09 FEBBRAIO 2021

Prehab: i vantaggi di pre-riabilitazione e valutazione funzionale tecnologica per affrontare un intervento chirurgico o evitarlo.

Negli ultimi anni il termine Prehab si è fatto sempre più strada nell’ambito della fisioterapia e delle scienze motorie.

Sono molti i medici e gli specialisti del movimento che consigliano ai propri pazienti di affacciarsi ad un percorso di pre-riabilitazione che permetta loro di affrontare un intervento e il successivo recupero funzionale post-operatorio con un incremento della qualità e tempi ridotti.

Ma l’altro aspetto interessante legato al prehab è che in alcuni casi questo permette di evitare un intervento chirurgico.

I pazienti o gli atleti coinvolti, infatti, spesso sperimentano miglioramenti sostanziali durante la pre-riabilitazione tanto che a volte il miglioramento si traduce in un ritardo nella chirurgia, ma spesso l'intervento chirurgico non viene mai riprogrammato.

Le sessioni di terapia possono permettere di scoprire la causa principale del dolore, lasciando che la disfunzione venga trattata esclusivamente attraverso cure conservative.

In questo articolo potrai approfondire perché il prehab è efficace, in quali percorsi lo è maggiormente e come fare tesoro della tecnologia per la valutazione e il training nei percorsi di prehab che migliorano lo stato di salute di pazienti e atleti.

Che cosa è il prehab

La pre-riabilitazione Prehab è un periodo di esercizi terapeutici che il fisioterapista o il personal trainer può costruire per il paziente e l’atleta prima che questo si sottoponga a una procedura chirurgica.

Il prehab è in genere più breve di un percorso di riabilitazione e gli obiettivi sono differenti da quelli della riabilitazione post-operatoria.

Infatti nella riabilitazione, il focus del professionista è sul delineare un percorso che faccia tornare la persona al suo livello di indipendenza pre-infortunio o pre-operatorio mentre vengono affrontati anche gli aspetti che che hanno causato il dolore iniziale, la disfunzione o entrambi.

Con il prehab gli obiettivi sono rappresentati da:

  • miglioramento della forza già prima di un intervento,
  • incremento della resistenza pre-intervento,
  • ridurre al minimo gli effetti negativi della procedura chirurgica
  • massimo grado di forza e resistenza utili ad evitare la chirrurgia ove possibile.

Uno su tutti gli obiettvi è poter evitare il lungo stop dall’attività motoria o dall’allettamento.


Per chi è indicato il prehab

Il prehab per il paziente

Il prehab non ha alcuna controindicazione, in quanto può essere modulato sulla base di:

  • condizione di salute del soggetto,
  • eventuali comorbidità e patologie,
  • stato di indipendenza,
  • grado di forza, mobilità e potenza,
  • obiettivi specifici post-operatori.

Infatti un’analisi dello stato di salute e di abilità motorie si rende indispensabile per avviare il miglior percorso di pre-riabilitazione per il soggetto.

Gli interventi di pre-riabilitazione sono adatti a tutte le tipologie di pazienti anche quelle con elevate quantità di comorbidità.

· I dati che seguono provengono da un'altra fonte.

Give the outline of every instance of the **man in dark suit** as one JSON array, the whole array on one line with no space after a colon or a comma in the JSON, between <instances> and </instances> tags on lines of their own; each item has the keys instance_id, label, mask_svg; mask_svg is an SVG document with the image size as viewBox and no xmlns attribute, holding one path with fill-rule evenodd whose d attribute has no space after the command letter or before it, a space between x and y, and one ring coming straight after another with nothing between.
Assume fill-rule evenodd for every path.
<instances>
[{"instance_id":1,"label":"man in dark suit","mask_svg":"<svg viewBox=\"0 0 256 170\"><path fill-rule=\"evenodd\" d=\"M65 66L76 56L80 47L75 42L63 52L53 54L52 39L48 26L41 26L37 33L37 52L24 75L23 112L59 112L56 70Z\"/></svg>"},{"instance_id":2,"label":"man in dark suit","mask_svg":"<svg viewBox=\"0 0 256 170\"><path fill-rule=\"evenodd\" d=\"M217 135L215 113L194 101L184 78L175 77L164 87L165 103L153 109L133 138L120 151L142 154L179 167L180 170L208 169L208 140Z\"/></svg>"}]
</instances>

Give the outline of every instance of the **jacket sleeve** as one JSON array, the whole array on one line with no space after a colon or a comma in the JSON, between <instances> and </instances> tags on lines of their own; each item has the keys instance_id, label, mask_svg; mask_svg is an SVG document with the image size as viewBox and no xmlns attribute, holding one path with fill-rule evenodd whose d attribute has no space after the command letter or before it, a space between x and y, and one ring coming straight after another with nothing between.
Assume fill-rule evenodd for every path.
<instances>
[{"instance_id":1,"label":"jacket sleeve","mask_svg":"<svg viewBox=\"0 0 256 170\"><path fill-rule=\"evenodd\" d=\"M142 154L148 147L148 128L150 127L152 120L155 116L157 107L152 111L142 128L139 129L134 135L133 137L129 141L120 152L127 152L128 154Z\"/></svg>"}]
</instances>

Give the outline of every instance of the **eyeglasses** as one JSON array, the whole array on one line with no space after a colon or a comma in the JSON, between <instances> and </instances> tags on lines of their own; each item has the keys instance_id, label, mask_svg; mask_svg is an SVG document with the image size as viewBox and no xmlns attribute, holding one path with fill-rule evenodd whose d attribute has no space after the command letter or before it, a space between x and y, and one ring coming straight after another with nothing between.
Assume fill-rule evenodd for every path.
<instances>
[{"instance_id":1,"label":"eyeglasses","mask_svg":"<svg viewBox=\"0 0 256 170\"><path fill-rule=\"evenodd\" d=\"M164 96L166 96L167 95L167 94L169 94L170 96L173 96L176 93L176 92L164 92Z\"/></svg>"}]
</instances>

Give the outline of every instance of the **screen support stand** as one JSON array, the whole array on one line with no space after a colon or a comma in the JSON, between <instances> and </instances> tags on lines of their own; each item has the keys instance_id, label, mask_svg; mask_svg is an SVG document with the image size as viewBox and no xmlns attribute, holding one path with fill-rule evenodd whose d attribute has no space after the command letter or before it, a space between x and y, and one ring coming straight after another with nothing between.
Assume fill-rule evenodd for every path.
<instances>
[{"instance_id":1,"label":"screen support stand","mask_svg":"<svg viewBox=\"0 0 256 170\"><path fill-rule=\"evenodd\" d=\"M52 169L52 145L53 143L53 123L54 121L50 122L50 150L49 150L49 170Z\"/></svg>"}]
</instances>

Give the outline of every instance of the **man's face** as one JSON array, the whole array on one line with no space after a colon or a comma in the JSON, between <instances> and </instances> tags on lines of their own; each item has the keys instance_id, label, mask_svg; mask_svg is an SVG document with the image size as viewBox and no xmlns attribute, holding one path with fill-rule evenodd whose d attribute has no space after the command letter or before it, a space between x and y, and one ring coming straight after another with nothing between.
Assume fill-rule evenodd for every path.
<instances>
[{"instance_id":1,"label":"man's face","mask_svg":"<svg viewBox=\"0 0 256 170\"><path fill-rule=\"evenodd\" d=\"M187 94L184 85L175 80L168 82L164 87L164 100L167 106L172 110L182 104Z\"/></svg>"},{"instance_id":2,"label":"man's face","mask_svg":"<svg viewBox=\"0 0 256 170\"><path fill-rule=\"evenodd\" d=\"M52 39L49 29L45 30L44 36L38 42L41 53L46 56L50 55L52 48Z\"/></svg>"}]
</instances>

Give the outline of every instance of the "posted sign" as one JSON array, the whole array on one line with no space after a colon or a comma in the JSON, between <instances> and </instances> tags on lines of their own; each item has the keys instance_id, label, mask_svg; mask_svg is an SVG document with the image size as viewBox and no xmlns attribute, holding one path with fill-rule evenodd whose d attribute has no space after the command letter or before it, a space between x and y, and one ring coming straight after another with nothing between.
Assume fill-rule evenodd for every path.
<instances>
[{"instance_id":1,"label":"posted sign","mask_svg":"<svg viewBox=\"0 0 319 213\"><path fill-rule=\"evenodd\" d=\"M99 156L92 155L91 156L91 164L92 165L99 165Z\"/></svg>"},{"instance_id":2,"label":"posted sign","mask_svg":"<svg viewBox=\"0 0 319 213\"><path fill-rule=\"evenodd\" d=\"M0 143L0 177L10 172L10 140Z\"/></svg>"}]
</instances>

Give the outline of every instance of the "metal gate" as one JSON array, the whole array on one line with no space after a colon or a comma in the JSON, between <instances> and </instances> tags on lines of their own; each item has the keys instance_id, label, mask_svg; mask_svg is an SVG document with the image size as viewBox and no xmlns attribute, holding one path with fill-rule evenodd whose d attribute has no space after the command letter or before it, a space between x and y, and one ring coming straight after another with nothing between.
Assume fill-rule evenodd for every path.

L'evidenza della ricerca è mista, ma suggerisce che la pre-riabilitazione riduce la degenze ospedaliere e quindi anche il rischio di infezioni acquisite in ospedale come la polmonite.


Il prehab per lo sportivo

La pre-riabilitazione è un concetto utilizzato dai fisioterapisti sportivi di tutto il mondo con un semplice obiettivo: impattare in modo proficuo sui tempi di recupero post-intervento.

Un programma di prehab per un atleta dovrebbe focalizzarsi su:

  • riequilibrare la gamma di movimento,
  • lavorare sulla forza,
  • incrementare la coordinazione e la stabilizzazione.

Ogni attività andrebbe analizzata confrontando entrambi gli emisferi sinistro a destro, sia della parte superiore del corpo sia di quella inferiore.

La maggior parte dei programmi di prehab dovrebbe concentrarsi sulla forza centrale e sulla coordinazione e stabilizzazione dei fianchi, della schiena e del core.

Il successo del programma di prehab dipende dall'impegno dell'atleta e dalla capacità del fisioterapista di implementare gradualmente il protocollo, tenendo presente che la valutazione periodica con dati oggettivi sugli skill motori è la chiave per riformulare il programma man mano che le esigenze dell'atleta evolvono con un allenamento coerente.